Tiempos locos estos que vivimos. Tiempos de muchas leyes de letra pequeña y pocas frases redondas. Frases redondas de las de verdad, no fuegos fatuos escritos en cursiva sobre la tierna cara de un gato. Vivimos con muchos finales y no menos medios, tantos que nos alejan de los principios y acabamos cumpliendo normas cuyo sentido no alcanzamos a comprender con la simple ayuda del menos común de los sentidos.
Un buen ejemplo de ello es la taquilla. Y no hablo de la taquilla del teatro, ni de la del futbol, ni tan siquiera de la de los torrentes de ocho apellidos vascos. Hablo de la taquilla que trae locos a los hosteleros de la mano de los celosos inspectores.
Los inspectores que cuidan de la salud con que nos sirven y atienden nuestros premiados y aclamados hosteleros son en muchos casos veterinarios. Y es que los clientes no dejamos de ser un poco animales. Los inspectores, como buenos inspectores, y en tanto que ejercen de tales, que no dudo de sus competencias personales, no piensan, simplemente inspeccionan. No cuestionan, simplemente certifican. Y no certifican saludes ni limpiezas, ni tan siquiera buenas prácticas aunque así lo parezca. Lo que certifican son única y exclusivamente cumplimientos. Y los cumplimientos afectan a reglamentos, y los reglamentos se basan en leyes y las leyes en principios.

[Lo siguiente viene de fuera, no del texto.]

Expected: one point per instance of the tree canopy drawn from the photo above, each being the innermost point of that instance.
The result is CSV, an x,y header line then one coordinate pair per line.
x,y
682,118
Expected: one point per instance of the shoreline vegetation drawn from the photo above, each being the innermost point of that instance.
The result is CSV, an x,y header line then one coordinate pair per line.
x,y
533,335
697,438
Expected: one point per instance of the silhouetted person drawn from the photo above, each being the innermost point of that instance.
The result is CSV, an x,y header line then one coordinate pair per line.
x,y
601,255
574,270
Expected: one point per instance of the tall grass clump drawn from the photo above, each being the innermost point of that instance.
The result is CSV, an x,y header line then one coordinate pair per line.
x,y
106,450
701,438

Y que lejos quedan los principios cuando se enfrenta uno a una inspección, tranquilo en la lozanía de sus pintxos, confiado en los destellos de los azulejos de los baños y zas… se va el inspector y se queda uno en el mostrador con el impreso que certifica un incumplimiento. La taquilla. El bar carece de taquilla. No vale un armario cualquiera, no. El reglamento dice que tiene que ser mueble con puerta y cerrado con llave. No importa si lo pone usted fuera o dentro, ni si lo usa para guardar flores, tiestos o equipajes varios. El bar no tiene taquilla. Y ala, a comprar un taquilla y ponerla con su llave y todo, para guardar la fregona aunque sea.
Y uno recuerda entonces al inefable Saza, y a sus desesperados intentos por conseguir de la mano del ministro del ramo y con la excusa de una cacería la exclusiva en la importación de porteros automáticos, y se imagina al cuñado arruinado con su fábrica de taquillas llorando en la boda de una prima a un subsecretario. Y eso sí, mientras tanto el hostelero, a pasar por taquilla sin que nadie mire sus pintxos ni los azulejos refulgentes de su baño.